On the weekend I finished reading Fintan O’Toole’s impressive Heroic Failure: Brexit and the Politics of Pain. Here’s an interview where he discusses it, and a review by novelist Jonathan Coe: “O’Toole has nailed us to the floor with a nine-inch nail.”
Dominic Grieve has been deselected by local Conservative party members, who are instead backing an ex-UKIP member who’s been a Conservative for only a year. Grieve is one of a handful of key players who have preserved what hope we have of a tolerable outcome to this mess, as architect of the requirement to hold a Meaningful Vote on the final deal. (The others are Gina Miller, whose legal challenge secured Parliament’s role in the process, and Jolyon Maugham QC and the group of MEPs and MPs whose victory at the ECJ confirmed the UK’s unilateral right to revoke Article 50.) That’s why diehard Leavers in the party hate him, of course.
The DUP, meanwhile, seem to be coming to the conclusion that no achievable Brexit can preserve the union, and that if they have to choose they’ll choose the union over Brexit. The Tories may finally have to face up to the reality of life as a minority government. Too many Tory MPs don’t seem to understand how parliaments work, and almost two years after the election are still in denial about losing their majority. The people didn’t vote for a Tory government in 2017, and the only reason we have one is that DUP MPs found it more palatable and convenient to support May than Corbyn.

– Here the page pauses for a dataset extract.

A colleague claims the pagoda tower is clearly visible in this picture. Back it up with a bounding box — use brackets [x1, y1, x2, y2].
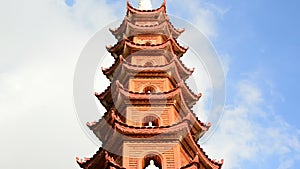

That hasn't prevented them from wielding the various arms of government to their worst effect. The Home Office has quietly changed how it will treat Northern Irish citizens. The change seems to relate to recent cases where people from Northern Ireland have been able to bring in non-EU spouses because of their dual citizenship, when they would have had a harder time had they been treated as UK citizens alone. The Home Office is trying to close that door independently of Brexit, I suspect, but in a way that also conveniently heads off this “loophole” post-Brexit. But in doing so it appears to be flouting the Good Friday agreement.